Jose Eliel Camargo Molina
Education:Masters from Uppsala University and Simón Bolivar University and PH.D from Würzburg University
Work History:Lund University
Favourite thing to do in my job: Getting ideas for my research through discussions with scientists from different areas
I'm a theoretical physicist working on the intersection of particle physics and cosmology. I love to make things, such as music, beer or electronics experiments.
I’m originally from Venezuela but have lived in Europe since 2008.
I work on testing new particle theories by checking whether they predict that our universe would have collapsed.
I’m currently a postdoctoral researcher at Imperial College. After you finish your Ph.D., if you plan to stay in Academia and eventually become a lecturer/professor, you have to do a couple of “postdocs”. They are 2-3 year positions where you are an independent researcher and are supposed to build a profile that allows you to get a more permanent job. At the moment, the average sits around 3 such postdocs before you get a permanent position. This is my second one.
My research has to do with proposing and testing new particle theories that aim to address the shortcomings of the Standard Model, an outstandingly successful theory but still incomplete.
Lately, I’ve focused on using the fact that some theories predict that the universe could experience “vacuum decay”, where a bubble filled with a universe with different physical laws can appear and engulf everything. If a theory makes such a prediction, it can be a way of falsifying it, because after all, we are here.
I collaborate with researchers from all over the world, which is a typical aspect of particle physics today. I do a lot of programming, but also a lot of reading and calculating with pen and paper.
My Typical Day
I come to the office, where depending on the day I can spend the day learning something new, writing results onto an article, discussing ideas with other people, or trying to make computer code work.

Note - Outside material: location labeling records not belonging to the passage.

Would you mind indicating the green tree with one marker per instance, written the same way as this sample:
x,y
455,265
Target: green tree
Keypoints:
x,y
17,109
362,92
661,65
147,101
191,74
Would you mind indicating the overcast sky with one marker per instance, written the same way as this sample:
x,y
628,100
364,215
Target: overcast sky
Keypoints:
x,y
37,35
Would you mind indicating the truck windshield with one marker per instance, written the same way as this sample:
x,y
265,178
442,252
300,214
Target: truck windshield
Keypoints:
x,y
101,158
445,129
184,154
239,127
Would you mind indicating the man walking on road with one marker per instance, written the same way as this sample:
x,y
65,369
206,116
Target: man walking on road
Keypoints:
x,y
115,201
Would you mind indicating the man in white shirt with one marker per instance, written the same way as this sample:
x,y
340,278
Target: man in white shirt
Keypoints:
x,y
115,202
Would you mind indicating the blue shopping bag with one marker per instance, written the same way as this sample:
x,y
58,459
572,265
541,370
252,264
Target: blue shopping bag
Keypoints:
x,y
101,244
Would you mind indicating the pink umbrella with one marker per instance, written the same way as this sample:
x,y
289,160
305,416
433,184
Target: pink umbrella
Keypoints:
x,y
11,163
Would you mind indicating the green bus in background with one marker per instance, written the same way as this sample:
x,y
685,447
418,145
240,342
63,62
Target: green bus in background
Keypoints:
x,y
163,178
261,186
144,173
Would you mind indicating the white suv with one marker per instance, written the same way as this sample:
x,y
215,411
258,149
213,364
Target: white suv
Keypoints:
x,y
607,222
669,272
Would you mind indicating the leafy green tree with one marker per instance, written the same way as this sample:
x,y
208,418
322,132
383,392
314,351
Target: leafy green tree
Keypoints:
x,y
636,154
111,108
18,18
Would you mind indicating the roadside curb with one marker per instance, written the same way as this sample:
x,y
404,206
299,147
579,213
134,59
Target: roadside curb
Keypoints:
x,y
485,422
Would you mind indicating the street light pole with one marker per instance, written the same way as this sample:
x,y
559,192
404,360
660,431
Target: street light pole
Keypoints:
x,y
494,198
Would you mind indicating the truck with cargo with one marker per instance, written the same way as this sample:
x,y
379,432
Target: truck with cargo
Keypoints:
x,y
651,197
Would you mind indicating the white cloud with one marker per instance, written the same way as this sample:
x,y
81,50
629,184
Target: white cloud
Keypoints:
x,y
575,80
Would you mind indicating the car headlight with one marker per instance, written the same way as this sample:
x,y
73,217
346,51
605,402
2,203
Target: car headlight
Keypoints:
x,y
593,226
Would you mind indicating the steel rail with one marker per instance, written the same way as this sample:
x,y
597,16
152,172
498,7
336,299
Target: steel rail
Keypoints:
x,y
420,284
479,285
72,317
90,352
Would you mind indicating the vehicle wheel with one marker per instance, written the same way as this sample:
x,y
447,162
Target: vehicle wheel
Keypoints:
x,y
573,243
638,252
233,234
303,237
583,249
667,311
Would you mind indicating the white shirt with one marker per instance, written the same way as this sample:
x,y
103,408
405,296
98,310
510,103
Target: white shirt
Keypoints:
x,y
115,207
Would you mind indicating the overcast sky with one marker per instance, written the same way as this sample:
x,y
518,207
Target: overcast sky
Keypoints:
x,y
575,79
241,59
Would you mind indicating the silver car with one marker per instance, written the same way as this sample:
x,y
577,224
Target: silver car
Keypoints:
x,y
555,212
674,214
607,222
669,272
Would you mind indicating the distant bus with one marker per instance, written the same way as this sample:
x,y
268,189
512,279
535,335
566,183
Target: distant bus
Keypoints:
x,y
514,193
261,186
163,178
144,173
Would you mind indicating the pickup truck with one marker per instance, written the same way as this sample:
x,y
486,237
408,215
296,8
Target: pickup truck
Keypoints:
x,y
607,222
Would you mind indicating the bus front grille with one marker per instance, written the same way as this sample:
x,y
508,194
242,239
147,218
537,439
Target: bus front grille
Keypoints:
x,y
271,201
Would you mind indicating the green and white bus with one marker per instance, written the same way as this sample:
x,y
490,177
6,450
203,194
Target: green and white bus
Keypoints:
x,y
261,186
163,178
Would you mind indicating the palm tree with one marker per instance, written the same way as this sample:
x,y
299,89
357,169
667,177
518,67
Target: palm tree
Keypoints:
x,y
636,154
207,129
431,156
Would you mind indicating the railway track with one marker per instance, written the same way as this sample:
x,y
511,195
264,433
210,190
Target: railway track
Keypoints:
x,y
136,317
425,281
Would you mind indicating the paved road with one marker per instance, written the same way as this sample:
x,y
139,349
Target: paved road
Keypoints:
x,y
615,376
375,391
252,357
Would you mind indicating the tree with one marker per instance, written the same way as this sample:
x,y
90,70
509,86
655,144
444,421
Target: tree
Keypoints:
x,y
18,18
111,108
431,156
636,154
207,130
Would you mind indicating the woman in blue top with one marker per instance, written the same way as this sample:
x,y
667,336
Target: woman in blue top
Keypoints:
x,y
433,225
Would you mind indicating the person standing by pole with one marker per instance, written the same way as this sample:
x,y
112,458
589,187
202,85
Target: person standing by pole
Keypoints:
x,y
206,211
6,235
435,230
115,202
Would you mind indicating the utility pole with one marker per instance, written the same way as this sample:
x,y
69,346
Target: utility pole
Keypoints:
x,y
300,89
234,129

I think it is hard to describe a typical day. If I’m not abroad at a conference or working with collaborators in other universities, then I usually come to the office. While I don’t always arrive at the same time, I usually stay at least 8 hours there.
Depending on the current state of my different projects, I might read and learn about something, check out the articles that came out that day on “the arxiv” (a repository of pre-prints), work on computer code for doing calculations and analyses for my research, or just have discussions with collaborators around our ideas and current results.
There are always talks and seminars I can attend, which I usually do if I find them interesting. They can be very inspiring even when not directly related to my area of research, and sometimes can be a lot of fun!
Sometimes I work a bit on my Art & Science collaboration projects, where it is even harder to describe what a typical day is.
Outside of work, I usually wind down by reading something outside of physics, playing a bit of guitar or video games or meeting/skyping with friends. An unfortunate downside of an academic career is that you end up with friends scattered around the world, and you have to put considerable effort to keep contact and connections.
What I'd do with the prize money
I'd organize an event for London creatives to meet Theoretical physicists.
With the prize money, I think I could organize a neat event for bringing together London “creatives” and theoretical physicists. By creatives, I mean people working on creative industries like art, design, tech startups or anything where creativity and innovation has a central role. I think both communities share a passion for the same thing, which is to use the knowledge about what we love to create and explore the unknown.
The event would be more of a meetup than a conference but would have aspects from both. I think this will create connections that can be fruitful for both worlds, as just having the chance to have a burger and a couple of beers can be the spark of fantastic collaborations.
How would you describe yourself in 3 words?
Open, curious and absorbed
What or who inspired you to follow your career?
A brief history of time
What was your favourite subject at school?
What did you want to be after you left school?
A scientist or a musician or a philosopher ... I did not really know. It's a hard question!!
Were you ever in trouble at school?
of course! You weren't?
If you weren't doing this job, what would you choose instead?
Anything that would contribute in a long-lasting way to our understanding of the world
Who is your favourite singer or band?
What's your favourite food?
Is beer food?
What is the most fun thing you've done?
In my life? It is hard to choose something. Last week? playing vintage video games with friends.
If you had 3 wishes for yourself what would they be? - be honest!
To be able to work on things I find fascinating, Health for me and the people I love and three more wishes.
Tell us a joke.
What do you get when you cross a joke with a rhetorical question?